Ieri il vice premier Beshir Atalay ha detto che Ankara è pronta a «congelare» le sue relazioni con l’Unione Europea nel momento in cui la presidenza a rotazione passerà , nel luglio 2012, alla Repubblica di Cipro (greca) senza prima una soluzione sull’isola divisa. «Se i negoziati su Cipro – ha affermato il vice del premier Recep Tayyip Erdogan – non hanno una soluzione positiva, e se la UE dà  la presidenza dell’Europa a Cipro del sud, la crisi sarà  soprattutto fra la UE e la Turchia. Perché congeleremo le nostre relazioni. Ciò causerà  una rottura grave. È una decisione appena presa dal governo».
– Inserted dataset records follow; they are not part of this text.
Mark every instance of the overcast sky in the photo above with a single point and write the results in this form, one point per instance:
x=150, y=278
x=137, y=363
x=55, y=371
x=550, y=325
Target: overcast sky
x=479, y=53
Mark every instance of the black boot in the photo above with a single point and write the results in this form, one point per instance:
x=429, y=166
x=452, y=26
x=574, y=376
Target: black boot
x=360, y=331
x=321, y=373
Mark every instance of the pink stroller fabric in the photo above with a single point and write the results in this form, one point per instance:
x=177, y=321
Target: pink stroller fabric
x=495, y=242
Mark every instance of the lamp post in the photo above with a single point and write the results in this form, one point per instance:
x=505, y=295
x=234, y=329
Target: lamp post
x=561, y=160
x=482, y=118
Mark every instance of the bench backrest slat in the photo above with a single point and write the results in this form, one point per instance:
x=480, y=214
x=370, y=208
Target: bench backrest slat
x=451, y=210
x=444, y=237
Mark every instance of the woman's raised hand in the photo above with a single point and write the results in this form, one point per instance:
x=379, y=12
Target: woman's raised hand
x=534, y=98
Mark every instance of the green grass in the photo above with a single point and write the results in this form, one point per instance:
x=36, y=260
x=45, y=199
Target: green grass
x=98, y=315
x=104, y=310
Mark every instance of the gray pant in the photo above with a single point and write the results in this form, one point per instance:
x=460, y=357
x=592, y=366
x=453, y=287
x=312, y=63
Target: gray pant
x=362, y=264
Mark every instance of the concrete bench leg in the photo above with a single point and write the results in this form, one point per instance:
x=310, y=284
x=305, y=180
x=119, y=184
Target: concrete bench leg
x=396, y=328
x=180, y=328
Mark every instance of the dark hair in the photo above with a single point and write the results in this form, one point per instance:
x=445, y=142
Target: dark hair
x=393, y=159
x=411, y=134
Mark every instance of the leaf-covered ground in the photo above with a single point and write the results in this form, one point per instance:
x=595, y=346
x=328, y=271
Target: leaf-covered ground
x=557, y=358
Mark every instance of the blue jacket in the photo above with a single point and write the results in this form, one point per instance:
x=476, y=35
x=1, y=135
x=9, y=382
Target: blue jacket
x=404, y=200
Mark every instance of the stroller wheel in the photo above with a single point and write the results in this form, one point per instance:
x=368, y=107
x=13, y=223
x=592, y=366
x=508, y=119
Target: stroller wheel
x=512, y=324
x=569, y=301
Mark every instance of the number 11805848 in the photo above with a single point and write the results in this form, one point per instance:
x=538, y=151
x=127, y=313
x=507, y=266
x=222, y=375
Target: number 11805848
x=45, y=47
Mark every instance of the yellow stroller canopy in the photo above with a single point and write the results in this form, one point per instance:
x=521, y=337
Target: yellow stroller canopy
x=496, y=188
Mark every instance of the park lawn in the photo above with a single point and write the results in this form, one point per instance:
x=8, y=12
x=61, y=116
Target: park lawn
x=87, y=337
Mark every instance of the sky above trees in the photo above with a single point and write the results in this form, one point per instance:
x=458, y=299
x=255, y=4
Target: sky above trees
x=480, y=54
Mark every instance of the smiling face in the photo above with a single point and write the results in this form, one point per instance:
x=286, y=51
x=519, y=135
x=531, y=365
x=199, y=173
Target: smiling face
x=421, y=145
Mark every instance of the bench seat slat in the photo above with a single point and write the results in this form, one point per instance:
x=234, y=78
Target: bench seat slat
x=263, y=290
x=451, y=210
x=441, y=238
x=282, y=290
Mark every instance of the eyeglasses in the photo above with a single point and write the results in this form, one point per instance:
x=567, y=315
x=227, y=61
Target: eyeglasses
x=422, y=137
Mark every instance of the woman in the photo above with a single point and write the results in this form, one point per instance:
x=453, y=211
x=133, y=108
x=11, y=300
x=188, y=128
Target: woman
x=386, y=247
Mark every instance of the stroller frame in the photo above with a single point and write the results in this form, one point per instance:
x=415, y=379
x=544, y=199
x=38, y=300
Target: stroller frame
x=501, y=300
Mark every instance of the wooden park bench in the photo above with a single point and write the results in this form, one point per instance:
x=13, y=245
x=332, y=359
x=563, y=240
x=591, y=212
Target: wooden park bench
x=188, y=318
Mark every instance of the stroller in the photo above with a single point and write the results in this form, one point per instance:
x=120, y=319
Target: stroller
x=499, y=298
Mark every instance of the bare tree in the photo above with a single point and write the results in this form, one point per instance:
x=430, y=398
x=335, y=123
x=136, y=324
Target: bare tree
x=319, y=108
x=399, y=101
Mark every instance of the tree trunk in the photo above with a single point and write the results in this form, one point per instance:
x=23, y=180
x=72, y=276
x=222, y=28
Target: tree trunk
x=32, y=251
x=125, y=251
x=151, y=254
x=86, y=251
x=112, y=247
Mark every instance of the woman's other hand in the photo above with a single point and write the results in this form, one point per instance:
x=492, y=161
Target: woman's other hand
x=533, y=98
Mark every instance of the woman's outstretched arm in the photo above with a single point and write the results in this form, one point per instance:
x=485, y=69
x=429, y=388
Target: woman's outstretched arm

E ad attizzare nuove polemiche è giunta ieri anche la decisione del capo di Stato cipriota Dimitris Christofias di avviare «nei prossimi giorni» trivellazioni sottomarine alla ricerca di consistenti giacimenti di petrolio di nuova individuazione. Il governo aveva commissionato a un’impresa americana di condurre ricerche in un’area off shore a sud est dell’isola. Esplorazioni che potrebbero essere ora completate, in modo congiunto, con società  israeliane. Il ministro degli Esteri turco Davutoglu ha definito il passo «una provocazione», affermando che le perforazioni andrebbero condivise con la parte settentrionale dell’isola. E ha avvertito che «se questo fatto compiuto continua» la Turchia potrebbe condurre proprie esplorazioni al largo, in collaborazione con Cipro Nord.
La situazione nel Mediterraneo si fa incandescente. Erdogan termina il suo viaggio «anti-israeliano» in trionfo nei Paesi della «primavera araba». Ankara rafforza la propria flotta navale, e toglie dagli aerei il dispositivo che segnala Israele fra i velivoli amici, sintonizzandolo invece tra i nemici. E Cipro, metà  già  in Europa, l’altra metà  invece abbandonata al suo destino nonostante nel 2004 avesse con entusiasmo aderito al referendum per la riunificazione (però bocciato dalla parte greca), rischia di far naufragare i tempestosi rapporti fra la Turchia e l’Europa. Proprio il braccio di ferro sull’isola ha causato il congelamento di 18 dei 35 capitoli negoziali. La portavoce della Commissione europea, Maja Kocijancik, ha reagito spiegando che «non è il momento di fare speculazioni, la nostra linea non cambia, l’Unione Europea resta impegnata per trovare una soluzione alla questione di Cipro». E il ministro degli Esteri italiano Franco Frattini ha dichiarato che «non possiamo permetterci di perdere la Turchia» e che «allontanarla sarebbe un errore gravissimo». Persino l’Osservatore Romano in un editoriale («Erdogan, Obama e la crisi del Vicino Oriente»), si chiede ora se nel momento in cui l’America è piegata dalla peggiore crisi della sua storia, «se la Turchia – oggi con un Pil che sfiora il 9% – possa garantire la stabilità  del Medio Oriente».